I learned to test systematically:
For each policy, test with:
- A user from the target OU (should apply)
- A user from a different OU (should NOT apply)
- An admin account (should I be exempt? depends on the policy)
- An IT Services user (typically should be exempt from restrictions)
This caught several issues where policies were applying too broadly or not applying where they should.
Also learned to check multiple ways:
- Does the policy show in
gpresult /r? (Is it being received?) - Does Event Viewer show any policy errors? (Did it fail to apply?)
- Does the restriction actually work? (Try to violate it)
- Can you still do legitimate work? (Did you block too much?)
More Policies Doesn’t Always Mean More Security
I initially went overboard creating separate GPOs for every little thing. “Faculty USB Restrictions,” “Faculty Screen Lock,” “Faculty Drive Mapping” - all separate policies.
That became a management nightmare. Too many policies linked to the same OU, harder to troubleshoot conflicts, unclear what was actually applying.
I consolidated: “Faculty - Security Settings” now contains screen lock, USB restrictions, and basic lockdown settings. “Faculty - Data Protection” contains folder redirection and drive mapping. Two policies instead of five, much easier to manage.
The lesson: group related settings into logical GPOs. Don’t create a new policy for every individual setting. Think about policies as “bundles of related configurations” not “one setting per GPO.”
Documentation is Your Friend
I started documenting every policy as I created it:
- What OU it’s linked to
- What it does
- Why I configured it that way
- Any dependencies (like folders needing to exist)
- Testing notes
This became invaluable when troubleshooting. “Wait, why isn’t this working? Let me check my notes… oh right, I need to reboot, not just log off.”
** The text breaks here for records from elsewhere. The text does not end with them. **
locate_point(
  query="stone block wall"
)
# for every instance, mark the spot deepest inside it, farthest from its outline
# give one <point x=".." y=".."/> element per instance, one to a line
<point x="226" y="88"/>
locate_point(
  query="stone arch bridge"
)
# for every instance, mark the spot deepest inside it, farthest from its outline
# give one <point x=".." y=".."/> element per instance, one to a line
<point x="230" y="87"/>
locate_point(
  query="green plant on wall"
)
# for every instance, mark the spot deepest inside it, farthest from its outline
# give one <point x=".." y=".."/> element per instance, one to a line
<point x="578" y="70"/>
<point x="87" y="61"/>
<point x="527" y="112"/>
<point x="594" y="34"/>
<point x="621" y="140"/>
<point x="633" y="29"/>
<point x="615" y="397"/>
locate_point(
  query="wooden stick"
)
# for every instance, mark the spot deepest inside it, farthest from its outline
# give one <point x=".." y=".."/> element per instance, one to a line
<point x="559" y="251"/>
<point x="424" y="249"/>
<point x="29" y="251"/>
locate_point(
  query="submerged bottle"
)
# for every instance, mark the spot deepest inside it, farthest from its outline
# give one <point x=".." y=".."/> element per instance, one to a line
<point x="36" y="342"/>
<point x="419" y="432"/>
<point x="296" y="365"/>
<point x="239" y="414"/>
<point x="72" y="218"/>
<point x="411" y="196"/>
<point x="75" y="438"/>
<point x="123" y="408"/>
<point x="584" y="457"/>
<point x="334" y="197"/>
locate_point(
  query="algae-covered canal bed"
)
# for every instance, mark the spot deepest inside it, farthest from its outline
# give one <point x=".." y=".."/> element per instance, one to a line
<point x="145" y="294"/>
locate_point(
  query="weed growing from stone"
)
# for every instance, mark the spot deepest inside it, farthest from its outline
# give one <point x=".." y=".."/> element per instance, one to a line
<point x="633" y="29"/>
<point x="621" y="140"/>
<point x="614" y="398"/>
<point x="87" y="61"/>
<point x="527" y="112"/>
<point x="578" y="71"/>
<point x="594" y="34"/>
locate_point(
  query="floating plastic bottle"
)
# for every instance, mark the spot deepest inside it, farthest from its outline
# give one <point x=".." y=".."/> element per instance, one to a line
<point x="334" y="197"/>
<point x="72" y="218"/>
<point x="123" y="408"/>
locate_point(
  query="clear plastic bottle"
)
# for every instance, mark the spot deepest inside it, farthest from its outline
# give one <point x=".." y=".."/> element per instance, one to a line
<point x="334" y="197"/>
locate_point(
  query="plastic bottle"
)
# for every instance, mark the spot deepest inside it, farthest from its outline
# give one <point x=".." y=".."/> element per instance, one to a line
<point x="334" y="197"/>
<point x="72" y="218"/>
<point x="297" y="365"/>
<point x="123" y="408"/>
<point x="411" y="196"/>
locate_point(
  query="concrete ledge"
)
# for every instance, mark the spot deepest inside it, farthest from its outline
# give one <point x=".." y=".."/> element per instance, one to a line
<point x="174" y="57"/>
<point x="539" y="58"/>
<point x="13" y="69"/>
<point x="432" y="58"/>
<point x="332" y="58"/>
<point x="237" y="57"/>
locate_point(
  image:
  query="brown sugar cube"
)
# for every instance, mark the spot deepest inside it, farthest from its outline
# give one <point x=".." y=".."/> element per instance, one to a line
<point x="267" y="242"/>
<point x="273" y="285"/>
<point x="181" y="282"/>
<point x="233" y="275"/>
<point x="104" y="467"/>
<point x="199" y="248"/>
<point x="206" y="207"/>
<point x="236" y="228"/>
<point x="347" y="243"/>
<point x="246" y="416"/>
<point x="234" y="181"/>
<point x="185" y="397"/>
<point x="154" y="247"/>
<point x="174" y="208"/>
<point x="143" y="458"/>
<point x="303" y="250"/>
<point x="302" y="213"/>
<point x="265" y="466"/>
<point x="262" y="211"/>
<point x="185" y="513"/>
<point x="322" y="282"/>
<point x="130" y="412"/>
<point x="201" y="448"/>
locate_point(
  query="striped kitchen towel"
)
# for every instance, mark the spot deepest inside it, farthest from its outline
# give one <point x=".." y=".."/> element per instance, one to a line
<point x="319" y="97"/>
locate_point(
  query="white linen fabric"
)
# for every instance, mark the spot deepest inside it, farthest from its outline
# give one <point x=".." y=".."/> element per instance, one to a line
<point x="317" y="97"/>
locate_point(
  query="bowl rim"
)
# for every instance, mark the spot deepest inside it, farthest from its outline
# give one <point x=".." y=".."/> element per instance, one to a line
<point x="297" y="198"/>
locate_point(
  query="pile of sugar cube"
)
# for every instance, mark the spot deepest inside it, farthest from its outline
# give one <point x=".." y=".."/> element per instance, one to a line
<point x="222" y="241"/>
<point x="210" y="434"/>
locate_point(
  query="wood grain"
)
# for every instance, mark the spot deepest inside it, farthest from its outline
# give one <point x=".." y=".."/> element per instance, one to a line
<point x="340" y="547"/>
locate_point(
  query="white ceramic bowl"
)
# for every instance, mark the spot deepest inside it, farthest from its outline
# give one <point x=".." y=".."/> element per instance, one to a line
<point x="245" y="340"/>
It’s also made writing this blog post way easier. I’m not trying to remember what I did three weeks ago - I have notes from when I did it.
In production, this would be even more critical. Six months from now, you won’t remember why you configured a specific setting. The next admin who inherits your environment definitely won’t know. Document as you go.
The Big Picture
The biggest thing I learned: Group Policy is powerful but has a lot of gotchas that aren’t obvious from reading documentation.
Things that seem like they should “just work” often don’t until you understand the underlying mechanics:
- Why Computer vs User Configuration matters
- How OU structure determines application
- When policies actually take effect
- What dependencies exist (folders, permissions, etc.)
- How to properly test and verify
That’s the value of actually building this stuff in a lab. You hit all those edge cases, learn the troubleshooting process, and build the mental model of how it all fits together. Reading about Group Policy teaches you the settings. Implementing Group Policy teaches you the system.
What’s Next
This completes the security foundation for my Active Directory environment. The policies are configured, tested, and documented. But there’s more to explore:
High availability: Adding a second domain controller to test replication, FSMO roles, and failover scenarios.
Advanced authentication: Implementing fine-grained password policies for different user tiers, exploring certificate-based authentication.
Automation: Building PowerShell scripts for user provisioning, home directory creation, and compliance reporting.
Disaster recovery: Testing AD backup/restore procedures, practicing DSRM recovery, documenting the process.
Each of these represents the next step in building enterprise-ready infrastructure. For now, I’ve got a solid foundation: a well-structured AD environment protected by comprehensive, role-based security policies.